Commuted sentence: Governor correct to impose life in prison rather than state-sanctioned death.

June 08, 2000

EUGENE COLVIN-EL has earned the life of a "lifer" in Maryland's prison system.

He has earned the utter isolation and nothingness that consumes daily life inside a maximum security institution. He has earned the right to be in a place where state officials say the goal is "incapacitation," rather than rehabilitation, of inmates.

His involvement in the robbery during which 82-year-old Lena Buckman was killed 20 years ago is more than enough reason that he should not walk the streets as a free man again. But death by lethal injection? That was never a reasonable option in Colvin-el's case.

Not when there was so much uncertainty about whether Colvin-el was Buckman's killer. Not when his counsel at trial was so deficient and subsequent appellate decisions so feeble.

Gov. Parris N. Glendening yesterday made the only moral choice when he stopped Colvin-el's execution, which had been scheduled for next week. Instead, Colvin-el will rightly spend the rest of his life in prison.

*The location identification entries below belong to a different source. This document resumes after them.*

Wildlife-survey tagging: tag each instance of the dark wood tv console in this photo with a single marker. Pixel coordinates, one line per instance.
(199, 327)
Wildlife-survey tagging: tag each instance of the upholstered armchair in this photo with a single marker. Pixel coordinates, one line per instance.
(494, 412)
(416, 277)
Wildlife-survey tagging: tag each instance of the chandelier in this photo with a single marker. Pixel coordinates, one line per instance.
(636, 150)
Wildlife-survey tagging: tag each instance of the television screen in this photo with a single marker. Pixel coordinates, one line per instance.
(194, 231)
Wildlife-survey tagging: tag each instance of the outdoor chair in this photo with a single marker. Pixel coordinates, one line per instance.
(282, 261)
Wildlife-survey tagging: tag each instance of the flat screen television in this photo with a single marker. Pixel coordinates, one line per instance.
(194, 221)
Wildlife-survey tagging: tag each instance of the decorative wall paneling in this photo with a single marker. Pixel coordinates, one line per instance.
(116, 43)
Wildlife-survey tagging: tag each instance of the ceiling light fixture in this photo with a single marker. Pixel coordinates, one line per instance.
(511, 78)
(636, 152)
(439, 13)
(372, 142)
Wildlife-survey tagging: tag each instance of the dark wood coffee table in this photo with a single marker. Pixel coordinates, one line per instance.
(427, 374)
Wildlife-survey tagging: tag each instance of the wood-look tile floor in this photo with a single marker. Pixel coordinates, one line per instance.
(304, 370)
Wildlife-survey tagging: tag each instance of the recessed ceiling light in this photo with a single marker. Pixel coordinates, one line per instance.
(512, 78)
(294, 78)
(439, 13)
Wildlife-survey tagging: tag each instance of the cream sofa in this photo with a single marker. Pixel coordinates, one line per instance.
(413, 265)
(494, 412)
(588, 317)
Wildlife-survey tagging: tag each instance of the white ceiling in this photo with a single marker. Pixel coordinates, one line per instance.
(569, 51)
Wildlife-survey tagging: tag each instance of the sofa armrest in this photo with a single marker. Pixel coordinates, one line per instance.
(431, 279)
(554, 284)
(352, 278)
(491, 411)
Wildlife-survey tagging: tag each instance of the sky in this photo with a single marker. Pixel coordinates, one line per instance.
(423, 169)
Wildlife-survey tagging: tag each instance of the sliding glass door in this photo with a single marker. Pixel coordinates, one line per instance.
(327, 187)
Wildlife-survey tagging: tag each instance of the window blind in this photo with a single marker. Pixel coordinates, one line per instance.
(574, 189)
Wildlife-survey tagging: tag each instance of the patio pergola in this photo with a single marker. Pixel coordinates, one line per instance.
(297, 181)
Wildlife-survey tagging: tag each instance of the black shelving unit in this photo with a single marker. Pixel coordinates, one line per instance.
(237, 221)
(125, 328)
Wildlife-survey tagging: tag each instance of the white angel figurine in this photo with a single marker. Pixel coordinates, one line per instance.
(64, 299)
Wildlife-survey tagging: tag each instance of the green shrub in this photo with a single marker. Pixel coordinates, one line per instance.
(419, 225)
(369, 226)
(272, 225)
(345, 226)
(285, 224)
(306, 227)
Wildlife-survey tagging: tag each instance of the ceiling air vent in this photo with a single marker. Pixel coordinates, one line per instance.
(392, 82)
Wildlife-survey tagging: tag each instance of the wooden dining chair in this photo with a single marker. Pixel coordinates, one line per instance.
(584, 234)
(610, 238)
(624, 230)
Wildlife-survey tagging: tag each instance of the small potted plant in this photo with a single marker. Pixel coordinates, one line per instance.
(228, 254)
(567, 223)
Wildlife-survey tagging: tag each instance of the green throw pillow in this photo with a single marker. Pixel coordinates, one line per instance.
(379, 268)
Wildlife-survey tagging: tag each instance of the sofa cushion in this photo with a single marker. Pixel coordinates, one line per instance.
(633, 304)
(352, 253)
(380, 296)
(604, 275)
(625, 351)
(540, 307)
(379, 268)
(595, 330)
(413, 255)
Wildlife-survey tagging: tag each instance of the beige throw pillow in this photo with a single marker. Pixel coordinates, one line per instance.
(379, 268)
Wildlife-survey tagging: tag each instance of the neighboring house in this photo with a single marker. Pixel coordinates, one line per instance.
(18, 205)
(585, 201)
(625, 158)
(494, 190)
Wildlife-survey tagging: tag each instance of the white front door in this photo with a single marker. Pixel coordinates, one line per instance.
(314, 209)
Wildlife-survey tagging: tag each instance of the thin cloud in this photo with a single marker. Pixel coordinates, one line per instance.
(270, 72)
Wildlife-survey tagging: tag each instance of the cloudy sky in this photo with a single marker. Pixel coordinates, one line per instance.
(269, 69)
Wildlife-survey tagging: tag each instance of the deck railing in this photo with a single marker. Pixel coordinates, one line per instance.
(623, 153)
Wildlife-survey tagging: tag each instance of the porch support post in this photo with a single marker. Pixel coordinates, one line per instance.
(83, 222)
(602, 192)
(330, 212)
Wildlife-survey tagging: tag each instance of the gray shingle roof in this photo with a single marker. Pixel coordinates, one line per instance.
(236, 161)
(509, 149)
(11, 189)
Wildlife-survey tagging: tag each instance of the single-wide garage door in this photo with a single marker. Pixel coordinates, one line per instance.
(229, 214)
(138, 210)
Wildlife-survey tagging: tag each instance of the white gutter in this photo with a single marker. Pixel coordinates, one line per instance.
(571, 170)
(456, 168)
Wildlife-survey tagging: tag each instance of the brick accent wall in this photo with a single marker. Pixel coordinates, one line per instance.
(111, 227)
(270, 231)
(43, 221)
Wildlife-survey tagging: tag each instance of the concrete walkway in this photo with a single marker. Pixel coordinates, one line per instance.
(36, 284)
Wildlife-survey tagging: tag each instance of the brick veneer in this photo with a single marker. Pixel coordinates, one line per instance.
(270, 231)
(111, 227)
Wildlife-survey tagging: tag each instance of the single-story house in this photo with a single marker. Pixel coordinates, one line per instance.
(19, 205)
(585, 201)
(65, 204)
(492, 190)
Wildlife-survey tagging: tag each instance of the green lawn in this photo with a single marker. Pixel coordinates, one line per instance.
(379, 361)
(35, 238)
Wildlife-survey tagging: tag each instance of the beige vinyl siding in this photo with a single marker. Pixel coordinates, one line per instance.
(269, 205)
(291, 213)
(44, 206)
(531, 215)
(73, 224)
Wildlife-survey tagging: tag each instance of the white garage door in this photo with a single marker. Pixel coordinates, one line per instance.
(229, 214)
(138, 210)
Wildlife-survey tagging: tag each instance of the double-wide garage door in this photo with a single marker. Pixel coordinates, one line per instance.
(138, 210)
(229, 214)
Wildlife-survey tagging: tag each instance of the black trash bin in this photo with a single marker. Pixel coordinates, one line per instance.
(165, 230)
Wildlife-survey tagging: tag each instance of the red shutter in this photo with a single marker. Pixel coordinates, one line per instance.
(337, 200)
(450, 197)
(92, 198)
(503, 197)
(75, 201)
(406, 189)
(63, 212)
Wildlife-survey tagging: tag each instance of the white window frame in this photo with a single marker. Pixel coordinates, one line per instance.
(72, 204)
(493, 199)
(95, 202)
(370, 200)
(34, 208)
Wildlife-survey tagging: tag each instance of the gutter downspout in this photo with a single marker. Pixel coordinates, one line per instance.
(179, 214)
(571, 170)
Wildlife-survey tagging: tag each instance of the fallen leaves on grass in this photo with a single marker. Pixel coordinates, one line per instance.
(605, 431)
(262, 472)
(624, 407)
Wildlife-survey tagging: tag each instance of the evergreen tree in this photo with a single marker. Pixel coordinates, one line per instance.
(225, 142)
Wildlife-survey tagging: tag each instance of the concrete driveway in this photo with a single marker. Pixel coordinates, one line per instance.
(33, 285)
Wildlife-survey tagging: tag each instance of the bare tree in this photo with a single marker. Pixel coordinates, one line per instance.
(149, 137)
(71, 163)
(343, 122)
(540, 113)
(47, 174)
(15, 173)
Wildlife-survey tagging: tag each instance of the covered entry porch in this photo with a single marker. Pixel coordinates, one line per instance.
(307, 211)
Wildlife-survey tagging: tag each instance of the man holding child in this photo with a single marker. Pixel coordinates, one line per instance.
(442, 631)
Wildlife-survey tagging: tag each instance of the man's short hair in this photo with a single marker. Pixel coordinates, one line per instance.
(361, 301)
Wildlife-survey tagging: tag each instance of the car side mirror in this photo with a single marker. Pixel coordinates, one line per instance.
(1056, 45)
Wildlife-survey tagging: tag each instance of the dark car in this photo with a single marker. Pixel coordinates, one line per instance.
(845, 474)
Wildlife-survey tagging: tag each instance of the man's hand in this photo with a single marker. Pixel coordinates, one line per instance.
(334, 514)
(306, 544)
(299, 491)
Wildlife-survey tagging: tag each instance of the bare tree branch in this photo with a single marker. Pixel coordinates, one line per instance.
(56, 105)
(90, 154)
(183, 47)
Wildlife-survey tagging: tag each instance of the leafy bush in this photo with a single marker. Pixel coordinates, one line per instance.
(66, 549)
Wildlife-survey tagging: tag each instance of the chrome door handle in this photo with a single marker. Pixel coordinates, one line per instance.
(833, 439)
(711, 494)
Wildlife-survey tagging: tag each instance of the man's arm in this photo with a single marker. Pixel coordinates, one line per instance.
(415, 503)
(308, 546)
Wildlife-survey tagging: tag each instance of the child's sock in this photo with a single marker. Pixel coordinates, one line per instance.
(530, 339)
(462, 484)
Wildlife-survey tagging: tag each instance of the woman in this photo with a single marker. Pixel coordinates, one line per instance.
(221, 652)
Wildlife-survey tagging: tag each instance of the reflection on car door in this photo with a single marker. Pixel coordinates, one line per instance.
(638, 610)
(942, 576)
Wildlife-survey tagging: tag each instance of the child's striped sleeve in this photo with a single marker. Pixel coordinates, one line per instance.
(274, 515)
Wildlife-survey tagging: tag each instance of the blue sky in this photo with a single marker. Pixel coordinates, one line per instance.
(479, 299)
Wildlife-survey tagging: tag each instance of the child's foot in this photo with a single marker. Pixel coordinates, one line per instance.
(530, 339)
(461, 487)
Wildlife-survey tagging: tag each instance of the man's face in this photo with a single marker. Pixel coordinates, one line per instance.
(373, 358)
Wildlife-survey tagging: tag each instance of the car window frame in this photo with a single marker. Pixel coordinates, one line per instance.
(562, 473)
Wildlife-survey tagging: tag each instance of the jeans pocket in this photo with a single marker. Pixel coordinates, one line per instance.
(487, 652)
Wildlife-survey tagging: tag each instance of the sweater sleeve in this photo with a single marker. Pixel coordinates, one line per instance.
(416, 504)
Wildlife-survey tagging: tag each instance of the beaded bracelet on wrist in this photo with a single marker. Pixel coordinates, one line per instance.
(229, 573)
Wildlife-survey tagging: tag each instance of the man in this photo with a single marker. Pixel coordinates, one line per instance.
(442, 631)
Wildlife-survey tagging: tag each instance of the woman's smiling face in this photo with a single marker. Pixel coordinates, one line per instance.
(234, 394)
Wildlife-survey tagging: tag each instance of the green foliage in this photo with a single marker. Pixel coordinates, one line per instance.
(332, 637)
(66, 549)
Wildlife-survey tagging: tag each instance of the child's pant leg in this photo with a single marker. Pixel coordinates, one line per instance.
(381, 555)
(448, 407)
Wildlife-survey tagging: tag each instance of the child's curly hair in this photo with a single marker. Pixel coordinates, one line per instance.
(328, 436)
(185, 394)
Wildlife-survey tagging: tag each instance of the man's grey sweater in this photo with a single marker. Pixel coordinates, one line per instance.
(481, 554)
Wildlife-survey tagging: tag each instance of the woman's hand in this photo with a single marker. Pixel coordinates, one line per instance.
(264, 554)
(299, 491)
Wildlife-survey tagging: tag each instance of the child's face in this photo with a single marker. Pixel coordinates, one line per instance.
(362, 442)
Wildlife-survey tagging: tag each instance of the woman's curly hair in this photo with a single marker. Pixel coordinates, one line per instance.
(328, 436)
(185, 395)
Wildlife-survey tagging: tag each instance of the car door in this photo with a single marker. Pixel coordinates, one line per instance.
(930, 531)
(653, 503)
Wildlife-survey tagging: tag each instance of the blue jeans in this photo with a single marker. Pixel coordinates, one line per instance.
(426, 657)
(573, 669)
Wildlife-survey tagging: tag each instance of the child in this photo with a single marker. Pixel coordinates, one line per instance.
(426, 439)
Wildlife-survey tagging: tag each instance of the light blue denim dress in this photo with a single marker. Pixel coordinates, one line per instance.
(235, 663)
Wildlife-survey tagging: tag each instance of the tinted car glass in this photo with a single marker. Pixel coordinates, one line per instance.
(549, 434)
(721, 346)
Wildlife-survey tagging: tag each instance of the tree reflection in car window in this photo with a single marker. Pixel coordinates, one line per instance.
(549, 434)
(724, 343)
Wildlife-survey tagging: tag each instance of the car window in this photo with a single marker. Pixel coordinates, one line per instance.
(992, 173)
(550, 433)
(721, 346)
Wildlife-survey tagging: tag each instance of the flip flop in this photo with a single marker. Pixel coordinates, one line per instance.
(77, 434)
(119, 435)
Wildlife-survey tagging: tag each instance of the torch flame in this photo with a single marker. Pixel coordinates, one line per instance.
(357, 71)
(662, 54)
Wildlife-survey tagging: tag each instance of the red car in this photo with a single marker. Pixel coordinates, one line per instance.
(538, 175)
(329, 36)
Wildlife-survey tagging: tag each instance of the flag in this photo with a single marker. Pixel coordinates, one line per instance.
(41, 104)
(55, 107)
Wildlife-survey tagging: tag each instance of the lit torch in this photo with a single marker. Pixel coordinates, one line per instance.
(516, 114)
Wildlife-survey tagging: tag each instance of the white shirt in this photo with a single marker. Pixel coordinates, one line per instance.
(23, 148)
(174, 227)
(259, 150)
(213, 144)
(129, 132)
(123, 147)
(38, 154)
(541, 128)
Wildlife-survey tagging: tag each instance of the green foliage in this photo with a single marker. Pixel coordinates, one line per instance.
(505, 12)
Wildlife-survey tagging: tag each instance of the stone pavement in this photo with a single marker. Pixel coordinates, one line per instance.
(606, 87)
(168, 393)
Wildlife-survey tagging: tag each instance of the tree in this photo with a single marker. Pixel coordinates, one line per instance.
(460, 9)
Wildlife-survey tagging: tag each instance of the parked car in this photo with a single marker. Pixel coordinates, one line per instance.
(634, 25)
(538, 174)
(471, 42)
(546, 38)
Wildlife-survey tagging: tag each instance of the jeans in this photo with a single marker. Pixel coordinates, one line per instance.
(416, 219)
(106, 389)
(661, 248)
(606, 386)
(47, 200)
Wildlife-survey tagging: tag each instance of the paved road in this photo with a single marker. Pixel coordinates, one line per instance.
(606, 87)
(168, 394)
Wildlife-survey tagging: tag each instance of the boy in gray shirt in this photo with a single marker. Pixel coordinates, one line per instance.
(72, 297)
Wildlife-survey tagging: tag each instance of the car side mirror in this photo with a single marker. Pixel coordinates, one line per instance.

It's an important decision -- and not just because it saved one man's life. It means Maryland is heading in the direction of states that are questioning the death penalty and its application.

That's a move away from the philosophy of states such as Texas and Florida, where an assembly-line approach to executions has relegated criminal guilt or innocence to an incidental matter in the process. (Even Texas Gov. George W. Bush has begun to question his state's haste and last week postponed an execution to await evidence that might exonerate an inmate.)

If Maryland is beginning to take more care, it's in good company. Illinois Gov. George Ryan -- a pro-death penalty Republican -- has halted executions there, pending the outcome of a study on the death penalty's fairness. In other states, too, officials are taking a second look at how hastily -- and unfairly -- the ultimate penalty is meted out.

Mr. Glendening's decision puts Maryland in the right place for now. He said certainty -- about a prisoner's guilt and the fairness of the judicial process -- was a necessary element in any decision to end a life. The governor's courageous decision puts Maryland squarely on the moral high ground.